The accessibility of US drug information is one of the reasons behind the European Commission's decision to relax regulations on "direct-to-patient communications". The Enterprise Commissioner, Erkki Liikanen, argues that there is now a double standard: one for those who speak English and have access to the internet, and another for everyone else.
Last summer, Liikanen and colleagues announced a five-year pilot trial allowing pharmaceutical marketing to European consumers for three medical conditions: asthma, diabetes and HIV. The proposals, which have yet to be agreed by EU member states, would allow pharmaceutical companies to give out information to those who request it. Companies will have to abide by a strict code of conduct and all information will be vetted by the European Medicines Evaluation Agency, Europe's drug-licensing body, before publication.
The move has already met opposition. In Britain, the Consumers' Association feared an influx of biased, inaccurate advertising which would serve only to push the NHS drugs bill "sky high". Even the Association of the British Pharmaceutical Industry, which represents UK pharmaceutical companies, is against the introduction of direct-to--consumer advertising, arguing that it is "unsuitable for the UK healthcare system at this time".
Yet the proposals fall well short of what most would regard as advertising. The only direct communication between pharmaceutical companies and the public is likely to be in the form of highly regulated specialist websites and patient brochures to be handed out if patients ask for them. We are still, however, a long way from seeing Sven-Goran Eriksson advertising cures for baldness on ITV.
Whatever the level of taxes, there will always be limits to what public healthcare systems can afford. It's no good everyone banging the surgery doors down for the latest TV-advertised baldness or shyness medications and then complaining if the NHS cannot afford basic life-saving cancer or heart treatments.
It all comes down to rationing, an issue with which successive UK governments have grappled unsuccessfully. The current approach is for NHS decisions to be based on guidance published by the National Institute for Clinical Excellence (Nice), the body charged with evaluating medicines and medical procedures on the basis of clinical and cost-effectiveness.
In the UK, we need more and better patient information on pharmaceuticals, including details of the comparative merits of different medications, risks and benefits to individual patients, and cost-effectiveness.

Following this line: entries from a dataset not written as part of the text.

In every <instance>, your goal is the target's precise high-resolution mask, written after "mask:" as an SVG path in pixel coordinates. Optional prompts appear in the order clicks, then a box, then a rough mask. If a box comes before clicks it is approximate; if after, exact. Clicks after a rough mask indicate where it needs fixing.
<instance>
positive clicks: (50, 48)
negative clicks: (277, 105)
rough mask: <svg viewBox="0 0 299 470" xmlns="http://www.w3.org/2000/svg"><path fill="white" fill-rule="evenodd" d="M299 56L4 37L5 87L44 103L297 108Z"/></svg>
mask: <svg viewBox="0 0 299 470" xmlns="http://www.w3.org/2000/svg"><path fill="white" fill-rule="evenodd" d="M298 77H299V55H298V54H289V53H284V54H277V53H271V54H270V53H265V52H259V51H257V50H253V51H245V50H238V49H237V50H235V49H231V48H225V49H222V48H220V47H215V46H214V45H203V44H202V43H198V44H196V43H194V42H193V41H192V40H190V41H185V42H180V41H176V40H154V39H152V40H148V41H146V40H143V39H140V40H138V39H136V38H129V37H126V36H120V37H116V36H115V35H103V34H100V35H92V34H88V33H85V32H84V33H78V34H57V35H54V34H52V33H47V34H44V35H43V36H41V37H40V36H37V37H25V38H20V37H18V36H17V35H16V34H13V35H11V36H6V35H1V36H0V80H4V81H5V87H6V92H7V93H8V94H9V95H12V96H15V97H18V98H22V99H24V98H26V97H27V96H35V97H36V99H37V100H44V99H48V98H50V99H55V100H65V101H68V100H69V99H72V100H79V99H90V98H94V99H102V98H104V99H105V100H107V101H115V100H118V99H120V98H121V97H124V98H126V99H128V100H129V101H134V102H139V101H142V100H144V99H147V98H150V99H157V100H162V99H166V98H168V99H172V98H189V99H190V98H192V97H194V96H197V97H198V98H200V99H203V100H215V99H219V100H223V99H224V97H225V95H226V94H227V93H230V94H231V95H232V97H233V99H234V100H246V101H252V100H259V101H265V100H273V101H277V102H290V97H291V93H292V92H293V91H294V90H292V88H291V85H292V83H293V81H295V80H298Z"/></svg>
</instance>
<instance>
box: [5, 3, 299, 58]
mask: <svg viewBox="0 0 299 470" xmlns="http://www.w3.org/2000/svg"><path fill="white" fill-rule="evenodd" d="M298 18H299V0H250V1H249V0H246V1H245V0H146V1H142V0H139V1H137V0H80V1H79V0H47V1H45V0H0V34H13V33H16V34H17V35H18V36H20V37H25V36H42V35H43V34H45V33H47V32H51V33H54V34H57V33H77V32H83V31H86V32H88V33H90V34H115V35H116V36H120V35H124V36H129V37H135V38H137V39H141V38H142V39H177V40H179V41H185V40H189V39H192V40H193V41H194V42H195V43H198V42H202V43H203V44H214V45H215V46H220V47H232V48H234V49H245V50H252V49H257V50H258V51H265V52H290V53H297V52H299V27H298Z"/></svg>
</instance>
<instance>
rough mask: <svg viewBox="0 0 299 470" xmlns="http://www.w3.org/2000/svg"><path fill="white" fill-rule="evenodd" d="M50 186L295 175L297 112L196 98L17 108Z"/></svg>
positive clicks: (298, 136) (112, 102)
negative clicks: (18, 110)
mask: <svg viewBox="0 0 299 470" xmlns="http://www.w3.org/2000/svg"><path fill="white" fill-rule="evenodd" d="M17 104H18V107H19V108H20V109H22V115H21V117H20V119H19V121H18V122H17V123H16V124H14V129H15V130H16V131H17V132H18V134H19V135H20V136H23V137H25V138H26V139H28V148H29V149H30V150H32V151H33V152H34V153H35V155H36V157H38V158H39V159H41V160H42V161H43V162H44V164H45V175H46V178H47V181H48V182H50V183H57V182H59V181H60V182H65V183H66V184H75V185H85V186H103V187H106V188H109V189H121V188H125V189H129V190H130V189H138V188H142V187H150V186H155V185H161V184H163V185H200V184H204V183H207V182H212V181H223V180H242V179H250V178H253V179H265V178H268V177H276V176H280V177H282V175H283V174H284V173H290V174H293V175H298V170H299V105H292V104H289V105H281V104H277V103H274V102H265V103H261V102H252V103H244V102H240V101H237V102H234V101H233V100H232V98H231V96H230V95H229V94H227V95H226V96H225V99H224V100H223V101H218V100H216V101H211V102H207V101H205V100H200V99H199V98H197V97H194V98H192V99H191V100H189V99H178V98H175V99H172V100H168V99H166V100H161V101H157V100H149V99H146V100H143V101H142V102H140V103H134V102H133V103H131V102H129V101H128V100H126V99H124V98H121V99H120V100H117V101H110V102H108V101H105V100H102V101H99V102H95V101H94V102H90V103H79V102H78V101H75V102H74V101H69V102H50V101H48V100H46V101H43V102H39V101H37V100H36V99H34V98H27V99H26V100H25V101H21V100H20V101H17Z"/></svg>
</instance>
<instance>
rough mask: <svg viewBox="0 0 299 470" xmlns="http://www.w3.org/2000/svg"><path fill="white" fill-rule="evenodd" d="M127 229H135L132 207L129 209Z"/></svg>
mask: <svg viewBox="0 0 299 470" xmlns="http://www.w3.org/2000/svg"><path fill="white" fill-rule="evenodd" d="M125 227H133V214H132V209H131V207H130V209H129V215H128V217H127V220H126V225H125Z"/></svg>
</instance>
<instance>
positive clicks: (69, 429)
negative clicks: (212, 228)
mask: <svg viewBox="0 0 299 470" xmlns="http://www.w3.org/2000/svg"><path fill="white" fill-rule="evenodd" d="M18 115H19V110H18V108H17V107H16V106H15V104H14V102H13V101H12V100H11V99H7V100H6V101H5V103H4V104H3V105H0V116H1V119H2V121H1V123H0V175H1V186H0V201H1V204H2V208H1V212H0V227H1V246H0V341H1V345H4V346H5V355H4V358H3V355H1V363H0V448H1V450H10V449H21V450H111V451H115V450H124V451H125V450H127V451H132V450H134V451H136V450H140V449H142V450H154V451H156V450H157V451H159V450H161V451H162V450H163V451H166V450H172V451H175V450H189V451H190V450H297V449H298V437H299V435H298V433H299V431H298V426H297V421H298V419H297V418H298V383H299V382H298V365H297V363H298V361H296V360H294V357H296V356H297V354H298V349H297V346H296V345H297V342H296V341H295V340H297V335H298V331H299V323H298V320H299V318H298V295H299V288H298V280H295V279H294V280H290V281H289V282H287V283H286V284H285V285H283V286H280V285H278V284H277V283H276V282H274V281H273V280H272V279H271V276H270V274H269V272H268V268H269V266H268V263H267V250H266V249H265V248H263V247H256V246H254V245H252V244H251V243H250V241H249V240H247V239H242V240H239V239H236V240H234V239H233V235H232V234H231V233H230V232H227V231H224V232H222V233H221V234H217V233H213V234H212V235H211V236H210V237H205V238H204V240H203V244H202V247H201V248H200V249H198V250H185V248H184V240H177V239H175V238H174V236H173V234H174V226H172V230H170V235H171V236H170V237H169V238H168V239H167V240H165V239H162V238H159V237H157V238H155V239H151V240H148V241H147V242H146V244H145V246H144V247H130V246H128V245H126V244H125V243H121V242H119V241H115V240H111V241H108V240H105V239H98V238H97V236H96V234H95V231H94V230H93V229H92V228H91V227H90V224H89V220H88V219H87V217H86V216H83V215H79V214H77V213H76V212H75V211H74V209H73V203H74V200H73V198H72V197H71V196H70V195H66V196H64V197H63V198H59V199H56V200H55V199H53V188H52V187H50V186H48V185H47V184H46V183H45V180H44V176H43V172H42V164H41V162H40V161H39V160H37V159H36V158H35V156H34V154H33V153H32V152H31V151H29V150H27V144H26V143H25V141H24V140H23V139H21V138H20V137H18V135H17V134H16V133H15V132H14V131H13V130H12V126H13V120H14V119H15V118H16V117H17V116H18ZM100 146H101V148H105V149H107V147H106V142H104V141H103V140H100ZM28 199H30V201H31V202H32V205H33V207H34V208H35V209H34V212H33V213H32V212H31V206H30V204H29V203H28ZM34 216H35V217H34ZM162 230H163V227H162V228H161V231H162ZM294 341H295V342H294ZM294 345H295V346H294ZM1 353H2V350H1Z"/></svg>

But it's hard to see how commercials would be able to satisfy this need. Few of us would buy a car on the basis of a TV advertisement alone. We would probably buy a consumer guide or read a" tried and tested" article in a newspaper first. So why not do the same with our health?
If direct-to-patient advertising is ever to be allowed, it would need to be counter-balanced by patient information provided by organisations similar to Nice. Otherwise we risk creating two opposing systems, with advertising fuelled patients on the one side and guideline-following medics on the other. A successful system could operate only where there was a true partnership based on full and frank information -- not one where the patient demands a particular brand of drug, nor one where the doctor guards his professional status by dictating the prescription.
There is a more fundamental question: if such a level of empowerment could beachieved, would pharmaceutical advertising be necessary? And if advertising were still introduced, where might that lead?
Advertising is a sophisticated industry that works by appealing to the irrational side of human nature. When a barrage of health promotion information on the dangers of smoking failed to counter the seductive images of tobacco advertising, the British government opted instead for an advertising ban.
No one suggests that medicines--even if inappropriately prescribed--could ever be as harmful as cigarettes, but it's a cautionary tale worth considering before the advertising genie is let out of the bottle.